The Software Dinner Party
Running a successful project and putting out a successful software product that sells is much like organizing a dinner party. Your guests are going to have a wide variety of personalities and experiences, which will undoubtedly lead to a range of different tastes in music and cuisine.
If you focus solely on your favorite food and entertainment, you’re very likely going to find at least one or two people that don’t enjoy themselves. Instead, you should concentrate mostly on your guests. Learn their likes and dislikes, their preferences, and what their expectations are – then try to satisfy as many of them as possible, while delivering just a bit more than they expected.
Software development can benefit from following a similarly balanced plan: learn the likes and dislikes of your user community, what they want to see in terms of bugs fixed and new features added, and what their prioritizations are as far as the most important things to see get done in the next release cycle – then try to satisfy as many of them as possible, while delivering just a bit more than they expected.
One of the more important parts of becoming a seasoned and well-rounded software developer is not your ability to write code, it’s the ability to recognize that your personal interests and stake in a project / product are not always the best for the community at large. This author makes no attempt whatsoever to hide that his interests lie mostly in and around the platform, as opposed to plugin development / refinement, or writing an abundance of documentation, or working on audio-visual demos.

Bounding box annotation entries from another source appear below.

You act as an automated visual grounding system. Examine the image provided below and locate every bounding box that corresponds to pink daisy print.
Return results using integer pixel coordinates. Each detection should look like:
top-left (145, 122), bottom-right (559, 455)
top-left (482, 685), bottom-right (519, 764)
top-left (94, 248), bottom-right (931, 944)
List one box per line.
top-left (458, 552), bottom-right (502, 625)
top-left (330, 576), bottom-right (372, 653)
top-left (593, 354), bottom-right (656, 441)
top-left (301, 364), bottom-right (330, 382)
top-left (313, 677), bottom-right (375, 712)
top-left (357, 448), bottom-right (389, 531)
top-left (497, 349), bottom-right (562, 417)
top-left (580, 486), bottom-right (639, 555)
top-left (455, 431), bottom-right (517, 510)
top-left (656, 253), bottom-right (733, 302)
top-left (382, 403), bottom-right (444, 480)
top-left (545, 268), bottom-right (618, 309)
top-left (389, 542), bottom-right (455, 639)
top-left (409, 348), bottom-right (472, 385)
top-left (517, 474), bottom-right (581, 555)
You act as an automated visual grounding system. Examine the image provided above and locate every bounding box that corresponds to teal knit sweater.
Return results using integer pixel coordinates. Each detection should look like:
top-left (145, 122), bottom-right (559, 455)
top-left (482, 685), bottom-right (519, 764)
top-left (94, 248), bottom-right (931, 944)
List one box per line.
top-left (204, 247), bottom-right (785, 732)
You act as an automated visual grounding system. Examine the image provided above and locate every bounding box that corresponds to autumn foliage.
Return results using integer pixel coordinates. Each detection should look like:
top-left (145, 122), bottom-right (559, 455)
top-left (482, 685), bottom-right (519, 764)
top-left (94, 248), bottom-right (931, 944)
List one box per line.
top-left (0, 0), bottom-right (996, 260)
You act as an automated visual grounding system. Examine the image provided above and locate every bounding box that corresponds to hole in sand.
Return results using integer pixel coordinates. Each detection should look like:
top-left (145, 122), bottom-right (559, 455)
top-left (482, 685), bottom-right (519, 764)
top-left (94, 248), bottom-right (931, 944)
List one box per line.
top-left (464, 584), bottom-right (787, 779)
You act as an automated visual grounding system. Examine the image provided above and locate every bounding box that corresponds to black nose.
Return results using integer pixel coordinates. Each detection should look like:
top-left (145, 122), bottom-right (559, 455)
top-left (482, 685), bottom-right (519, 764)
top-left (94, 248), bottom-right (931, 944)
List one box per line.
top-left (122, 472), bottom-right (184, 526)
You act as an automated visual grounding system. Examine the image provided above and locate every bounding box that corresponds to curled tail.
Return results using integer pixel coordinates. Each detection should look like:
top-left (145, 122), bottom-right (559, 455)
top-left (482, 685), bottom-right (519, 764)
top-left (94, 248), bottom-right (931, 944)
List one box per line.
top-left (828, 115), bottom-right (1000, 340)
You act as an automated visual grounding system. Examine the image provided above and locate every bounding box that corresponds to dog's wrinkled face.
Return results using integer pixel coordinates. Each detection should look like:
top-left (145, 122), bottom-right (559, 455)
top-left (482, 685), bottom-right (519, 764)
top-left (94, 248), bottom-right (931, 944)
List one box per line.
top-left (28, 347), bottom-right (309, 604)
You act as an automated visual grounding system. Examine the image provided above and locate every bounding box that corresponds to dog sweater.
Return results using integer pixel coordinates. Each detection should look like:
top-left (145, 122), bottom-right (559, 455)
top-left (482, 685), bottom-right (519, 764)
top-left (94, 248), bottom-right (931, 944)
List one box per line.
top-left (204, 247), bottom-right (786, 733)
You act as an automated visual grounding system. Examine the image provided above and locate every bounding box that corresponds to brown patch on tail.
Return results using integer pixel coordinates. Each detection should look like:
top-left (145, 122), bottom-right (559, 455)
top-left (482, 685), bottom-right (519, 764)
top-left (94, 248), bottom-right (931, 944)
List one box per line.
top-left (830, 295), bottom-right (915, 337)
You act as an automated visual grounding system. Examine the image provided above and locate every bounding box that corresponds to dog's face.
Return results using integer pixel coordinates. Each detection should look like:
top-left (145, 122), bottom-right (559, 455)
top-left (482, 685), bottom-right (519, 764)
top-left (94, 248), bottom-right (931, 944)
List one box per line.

That said, and even though I realize I’m just a small slice of a much larger pie, I try to advocate for what I feel is right for the product on the off-chance that some customer simply forgot to mention it or, more likely, didn’t realize it was something they actually wanted in the first place. At the same time, I still appreciate and respect the dinner party analogy, and the fact that the software I write is primarily to serve others – not myself. A perfect example of this happened just recently.
The 1.1.0 release of RHQ brought with it the long-awaited arrival of the high availability and failover feature set. Despite this having taken months and months of coordinated, distributed man effort mucking around with some of the lowest-level APIs of the platform it, in my eyes, only scratched the surface of what still needed to be done: higher scale, better isolation of services, visualization of the agent-server runtime topology, and greater visibility into data flow patterns across the infrastructure.
However, perhaps more than any of the aforementioned, I really wanted to see us simplify the configuration of the communication layer. Today, regardless of which RHQ release you use, you need to have two endpoints exposed: the agent needs to contact the server on some address/port combo, and the server needs to contact the agent on some address/port combo. There’s no technical reason why there needs to be a full, bidirectional link between these two endpoints. The communication, in theory, could be rewritten to open a unidirectional link, and then have responses piggybacked on the open connection.
The telephony industry solved this problem a long time ago. You pick up a phone, dial someone, then you can both talk back and forth across the line even though only one of you initiated the call. It seems rather silly and overly complicated, in retrospect, to even think of doing it any other way. Just imagine how awkward that would have been: I call you and talk on that line, but you have to call on a second line if you want to talk back to me, and we each need to use two hands to hold both our phones up.
With telephones, any person can initiate the call because both people have telephone numbers. Likewise, the unidirectional link between the server and agent could be established at either endpoint, but it makes the most practical sense to have the agent initiate the connection. From a security standpoint, under the assumption that your network is locked down, you’d only have to punch holes for incoming communication on the handful of RHQ servers you have in your infrastructure, as opposed to the hundreds (or perhaps, in the future, thousands) of agents you would have installed if the connection was initiated in the reverse order.
Unfortunately, adding this feature complicates the required semantics in order to properly deliver some business services. As it stands today, RHQ has many services which were written under the assumption that every single agent is visible to the server performing the business service workflow. However, since it’s possible that any server can initiate that workflow, it really implies that every agent must be reachable from every server. But this runs counterpoint to the unidirectional channel idea, which states that servers can only piggyback messages down to agents that initiated connections to them.
Thus, these business services need to be refactored. Though, rewriting each service in an isolated fashion would only create havoc within the code and make things rather difficult to understand and maintain over time. Instead, there needs to be something that can, in a generic fashion, distribute a single business workflow across a range of servers, as dictated by the need to communicate with specific agents.
The solution I’m hinting at is what I’ve termed a fully partitioned services framework – a mechanism by which servers can indirectly communicate with one another when they need to send a request to or get data from an agent that isn’t connected to them. By writing this logic as its own abstract mechanism, the framework can expose itself to programmers via a simple API, and any business service that needs to be partitioned would thus be written in a consistent way. The programmer wouldn’t even have to care how the request is being carried out, just that it delivers on its promise.
With these two devices in place – unidirectional communication and full partitioning of business services – the platform architecture simplifies into an easy to understand, easy to visualize, and incredibly easy to paraphrase topology: agents talk to servers, servers talk to the database. It simplifies configuration, and thus makes installation simpler, reduces the maintenance burden (when you want to add more agents), and even makes upgrading easier too.
So why, with all of these benefits, have we not already done this? Well, it goes back to the dinner party. As with most things in life, there needs to be a balance of priorities. If we spent all of our time focusing on the architecture, the platform wouldn’t have lots of different business services. If we spent all of our time focusing on adding new business services, there would be no plugins that took advantages of the new services. If we spent all of our time writing new plugins (or improving existing ones), they might not have a solid base into which to be installed.
Being a platform guy at heart, it sometimes pains me to see that I can’t spend every waking moment improving JUST the platform. However, my role as technical lead constantly reminds me of this balance that must be maintained for the greater overall success of the product. And, when I take all of that together, my personal preferences are a concession easily made…because I want to make my guests happy. Nonetheless, I’m confident there will come a time when it’s right to work on these – it’s just not today.